TORONTO -- k.d. lang cherishes the moment she sang "Hallelujah" for Leonard Cohen.

It was at his induction into the Canadian Songwriters Hall of Fame in 2006, and she agreed to pay tribute to the legendary singer-songwriter with a rendition of his beloved song.

"I was excruciatingly nervous," lang remembers.

Two years earlier she handpicked "Hallelujah" for her "Hymns of the 49th Parallel," a covers album featuring her favourites from Canadian songwriters.

But she'd never performed the song for Cohen, who died Monday.

Standing a few feet in front of him, lang drifted into the lyrics of one of Cohen's most spiritual songs.

"I kind of settled on the fact that I can only give him my interpretation of his work, and just laid it out there," she says.

Singing "Hallelujah" has always been a powerful experience, lang says.

Every time lang sings the words, she says they evoke imagery in her most other songs don't.

Both lang and Cohen were Buddhists, which might've given them a unique bent on the song.

"There's something about the lyrics that transport you into a more meditative state," she says.

"To me it's (about) the struggle between having human desire and searching for spiritual wisdom.
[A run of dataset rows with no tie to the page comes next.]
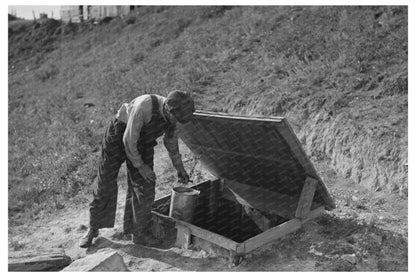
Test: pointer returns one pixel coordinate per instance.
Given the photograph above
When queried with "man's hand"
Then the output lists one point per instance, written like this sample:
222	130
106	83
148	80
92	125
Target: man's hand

It's being caught between those two places."

After the show, the two met backstage. Cohen gave her a "Buddist hug" that signalled he was pleased with her rendition.

She only saw him a few other times, but the two musicians will be forever linked.

lang sang "Hallelujah" to a global audience at the 2010 Vancouver Olympics opening ceremony, punctuating the heightened emotions of the sports world at the time. Hours earlier Georgian lunger Nodar Kumaritashvili died while training for the Games, and Cohen's lyrics seemed painfully fitting for the moment.

"All sorts of things made the environment for the song transcend into something beyond all of us," lang says.

"The song just really blew through me. It was one of the quickest six minutes I've ever experienced."

Cohen's death marks a loss for the artistic community, lang says. But she finds calm in knowing he gave the world a great final album in "You Want It Darker," just weeks before his passing.

"It's going to take us a while ... to ingest everything," lang says.

"He imparted so much wisdom. He was a translator between the gods and humans."